Pour Schooyans, il est urgent de se demander si la préséance de la Congrégation pour la doctrine de la Foi ne doit pas être établie à l’intérieur de la Curie. Il demande si l’article de Fisichella a été publié en accord avec d’autres autorités vaticanes : « Lesquelles ? Qui a financé, organisé et couvert cet arrangement ? Dans une lettre datée du 14 mai (PAV, ref. 4235/09), Fisichella a écrit : “Cet article a été écrit sur demande.” A la demande de qui ? Il en est qui veulent insinuer qu’une pétition a été adressée à Fisichella, voire une sommation, au niveau du bureau de la Secrétairie d’Etat… C’est une question cruciale sur laquelle la lumière doit être faite. »

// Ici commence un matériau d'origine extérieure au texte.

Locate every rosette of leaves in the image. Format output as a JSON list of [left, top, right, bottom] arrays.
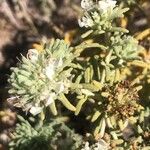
[[8, 39, 78, 116], [9, 116, 83, 150], [78, 0, 129, 38], [109, 33, 140, 61], [78, 34, 140, 86]]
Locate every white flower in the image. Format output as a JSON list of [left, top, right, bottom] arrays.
[[27, 49, 39, 62], [45, 92, 56, 106], [54, 58, 63, 68], [78, 19, 85, 28], [81, 140, 109, 150], [78, 16, 94, 28], [81, 0, 94, 10], [40, 90, 49, 101], [56, 82, 65, 93], [30, 105, 43, 116], [45, 63, 55, 80], [81, 142, 90, 150], [118, 58, 124, 65], [98, 0, 117, 13], [94, 139, 109, 150], [45, 58, 63, 80]]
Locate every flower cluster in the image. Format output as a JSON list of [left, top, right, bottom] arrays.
[[81, 140, 109, 150], [79, 0, 128, 37], [80, 0, 117, 12], [98, 0, 116, 13], [81, 0, 95, 10], [8, 39, 75, 115], [79, 0, 117, 28], [103, 81, 142, 119]]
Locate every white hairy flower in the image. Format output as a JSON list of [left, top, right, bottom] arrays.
[[78, 19, 85, 28], [30, 91, 58, 115], [53, 58, 63, 68], [81, 0, 94, 10], [78, 16, 94, 28], [81, 142, 90, 150], [56, 82, 65, 93], [45, 58, 63, 80], [45, 92, 56, 106], [27, 49, 39, 62], [98, 0, 117, 13], [30, 105, 43, 116], [93, 139, 109, 150], [45, 63, 55, 80], [81, 140, 109, 150]]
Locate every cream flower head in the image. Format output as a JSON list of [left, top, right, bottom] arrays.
[[98, 0, 117, 13], [81, 0, 94, 10], [27, 49, 39, 62]]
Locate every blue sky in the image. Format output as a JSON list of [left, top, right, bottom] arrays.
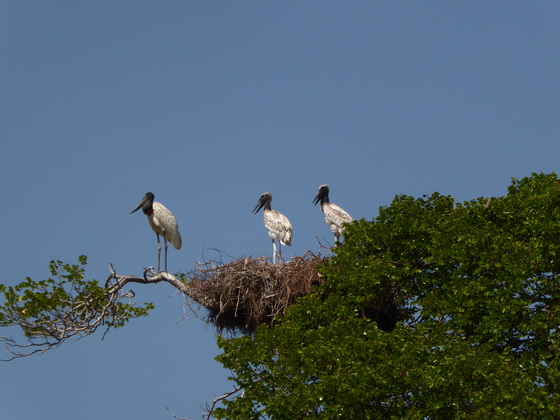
[[1, 2, 559, 419]]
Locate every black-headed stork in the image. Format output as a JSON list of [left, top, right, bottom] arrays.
[[313, 184, 353, 243], [252, 192, 292, 264], [131, 192, 182, 272]]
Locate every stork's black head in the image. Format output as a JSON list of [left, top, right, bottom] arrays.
[[253, 192, 272, 214], [313, 184, 330, 206], [131, 192, 155, 215]]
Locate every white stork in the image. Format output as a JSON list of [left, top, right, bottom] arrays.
[[252, 192, 292, 264], [131, 192, 182, 272], [313, 184, 353, 243]]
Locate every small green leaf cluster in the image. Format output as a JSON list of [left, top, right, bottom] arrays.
[[216, 173, 560, 418]]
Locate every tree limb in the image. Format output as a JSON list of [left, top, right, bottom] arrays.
[[0, 262, 174, 361], [104, 265, 190, 296]]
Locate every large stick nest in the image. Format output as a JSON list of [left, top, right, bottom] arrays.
[[186, 252, 325, 334]]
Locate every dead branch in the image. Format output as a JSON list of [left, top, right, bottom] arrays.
[[104, 265, 190, 296], [166, 407, 191, 420], [203, 386, 244, 419]]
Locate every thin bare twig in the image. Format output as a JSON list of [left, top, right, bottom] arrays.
[[203, 386, 244, 419]]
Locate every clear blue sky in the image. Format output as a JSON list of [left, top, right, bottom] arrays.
[[1, 2, 559, 419]]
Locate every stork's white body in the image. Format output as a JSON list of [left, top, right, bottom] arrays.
[[131, 192, 182, 273], [264, 209, 293, 263], [253, 192, 292, 264], [149, 202, 182, 250], [313, 184, 352, 243], [321, 202, 352, 242]]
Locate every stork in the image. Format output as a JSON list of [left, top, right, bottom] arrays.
[[252, 192, 292, 264], [130, 192, 182, 272], [313, 184, 353, 243]]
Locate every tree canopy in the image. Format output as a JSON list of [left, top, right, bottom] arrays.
[[2, 173, 560, 418], [215, 173, 560, 418]]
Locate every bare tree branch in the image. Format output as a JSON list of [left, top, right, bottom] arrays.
[[203, 386, 244, 419], [166, 406, 191, 420], [104, 266, 190, 296]]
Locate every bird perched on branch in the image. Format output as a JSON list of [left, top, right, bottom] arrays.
[[313, 184, 353, 243], [130, 192, 182, 272], [252, 192, 292, 264]]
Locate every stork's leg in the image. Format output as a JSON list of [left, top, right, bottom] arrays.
[[278, 243, 282, 263], [163, 236, 169, 272], [156, 234, 161, 272], [272, 239, 277, 264], [334, 228, 342, 243]]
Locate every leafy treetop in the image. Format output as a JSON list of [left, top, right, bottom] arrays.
[[215, 173, 560, 419]]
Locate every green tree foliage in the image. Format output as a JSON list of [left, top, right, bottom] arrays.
[[215, 173, 560, 418], [0, 256, 153, 360]]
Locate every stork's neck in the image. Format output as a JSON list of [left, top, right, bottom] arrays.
[[320, 195, 329, 206], [263, 201, 272, 211], [143, 202, 154, 215]]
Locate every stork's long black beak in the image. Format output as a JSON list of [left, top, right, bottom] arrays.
[[313, 193, 321, 206], [130, 194, 148, 214], [252, 198, 264, 214]]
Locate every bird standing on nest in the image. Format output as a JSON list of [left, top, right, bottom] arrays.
[[313, 184, 353, 243], [252, 192, 292, 264]]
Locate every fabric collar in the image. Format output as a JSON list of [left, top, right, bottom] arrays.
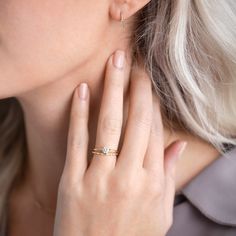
[[181, 146, 236, 226]]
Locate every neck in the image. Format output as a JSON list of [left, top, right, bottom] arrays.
[[15, 49, 221, 212], [16, 44, 132, 208]]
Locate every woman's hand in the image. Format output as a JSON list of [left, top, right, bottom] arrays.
[[53, 50, 187, 236]]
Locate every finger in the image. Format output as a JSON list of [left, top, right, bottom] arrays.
[[164, 141, 187, 213], [143, 93, 164, 174], [63, 83, 90, 182], [88, 50, 126, 174], [116, 64, 153, 171]]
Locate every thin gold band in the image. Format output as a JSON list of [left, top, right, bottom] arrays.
[[92, 146, 119, 156], [92, 151, 118, 156], [93, 148, 117, 152]]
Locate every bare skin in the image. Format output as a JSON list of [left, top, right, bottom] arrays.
[[0, 0, 220, 235], [7, 137, 219, 236], [8, 131, 219, 236], [7, 51, 220, 236]]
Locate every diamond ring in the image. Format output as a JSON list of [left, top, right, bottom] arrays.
[[92, 146, 118, 156]]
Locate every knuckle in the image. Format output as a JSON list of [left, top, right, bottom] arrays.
[[115, 182, 131, 198], [133, 107, 152, 128], [84, 172, 107, 199], [71, 108, 87, 120], [110, 177, 134, 199], [145, 177, 164, 197], [100, 116, 122, 136]]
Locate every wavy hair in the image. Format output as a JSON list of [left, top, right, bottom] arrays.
[[0, 0, 236, 233]]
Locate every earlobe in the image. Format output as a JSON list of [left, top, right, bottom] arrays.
[[109, 1, 128, 22], [109, 0, 151, 22]]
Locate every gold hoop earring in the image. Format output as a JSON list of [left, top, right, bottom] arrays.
[[120, 11, 125, 29]]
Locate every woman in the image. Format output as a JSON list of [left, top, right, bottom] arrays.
[[0, 0, 235, 235]]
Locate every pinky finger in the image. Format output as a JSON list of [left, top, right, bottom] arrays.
[[63, 83, 90, 182], [164, 141, 187, 216]]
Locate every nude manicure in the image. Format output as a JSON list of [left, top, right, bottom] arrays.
[[78, 83, 88, 100], [113, 50, 125, 69]]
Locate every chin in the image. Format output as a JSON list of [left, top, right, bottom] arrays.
[[0, 91, 16, 100], [0, 84, 34, 100]]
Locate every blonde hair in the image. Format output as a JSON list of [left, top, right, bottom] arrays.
[[0, 0, 236, 232]]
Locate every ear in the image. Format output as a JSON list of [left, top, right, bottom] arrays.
[[109, 0, 151, 21]]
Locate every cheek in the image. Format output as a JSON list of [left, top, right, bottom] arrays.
[[0, 0, 108, 98]]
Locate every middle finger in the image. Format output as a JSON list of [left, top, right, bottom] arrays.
[[88, 50, 126, 173]]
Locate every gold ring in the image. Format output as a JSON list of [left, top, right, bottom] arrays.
[[92, 146, 118, 156]]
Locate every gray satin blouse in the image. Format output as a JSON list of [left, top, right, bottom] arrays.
[[167, 146, 236, 236]]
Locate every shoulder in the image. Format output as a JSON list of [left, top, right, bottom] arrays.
[[167, 146, 236, 236]]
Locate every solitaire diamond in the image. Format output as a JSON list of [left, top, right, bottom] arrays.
[[102, 147, 110, 154]]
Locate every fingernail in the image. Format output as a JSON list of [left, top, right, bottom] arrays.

Mgr Schooyans n’hésite pas à se demander, vu le nombre de désinformations qui ont conduit à cette affaire, s’il n’y a pas des taupes au Vatican, des menées pour discréditer L’Osservatore Romano, il accuse directement Fisichella de compromettre les efforts immenses déployés par l’Eglise en faveur de la famille et de la vie.
« Il serait désastreux que cette affaire soit couverte par le silence ou qu’elle se poursuive indéfiniment, vu que le trouble est grand parmi les fidèles et que des mouvements “laïques” sont à l’évidence à l’affût pour exploiter la moindre nouvelle faille dans l’unité de l’Eglise. Un silence anormalement prolongé impliquerait que le Saint-Siège confirme la répudiation de l’archevêque Cardoso, prononcée implicitement par Fisichella. »
Il faut faire cesser les multiples erreurs, ajoute Mgr Schooyans, qui utilise le mot « scandale » et parle d’urgence, d’autant que l’affaire ouvre la voie à d’autres « dissidences ».
« L’affaire de Recife souligne que l’unité de l’Eglise ne peut se résumer à une affaire d’opportunité politique. L’Eglise, ou à tout le moins certains de ses membres, est victime d’une stratégie de la tranche de salami. En rejetant Humanae vitae, certains parmi ses pasteurs ont avalé la première tranche : la contraception. L’affaire de Recife révèle que certains de ses pasteurs sont en train d’avaler la deuxième tranche, l’avortement. D’autres tranches sont en attente d’être avalées : l’euthanasie, le “mariage” de personnes de même sexe, diverses forme d’ingéniérie génétique, etc. (…) On se contente d’une vérité qui s’enracine dans l’ambiguïté. Mais cette ambiguïté conduit inévitablement à un relativisme doctrinal généralisé. Cette tendance doit-elle être encouragée ? »
Pour Schooyans, la seule solution se trouve dans une mise au point du Pape lui-même, puisque l’article de Fisichella a créé un doute à propos de la légitimité de l’avortement. « Mais il n’est pas sûr qu’à Rome, la gravité de la situation soit suffisamment perçue », regrette-t-il.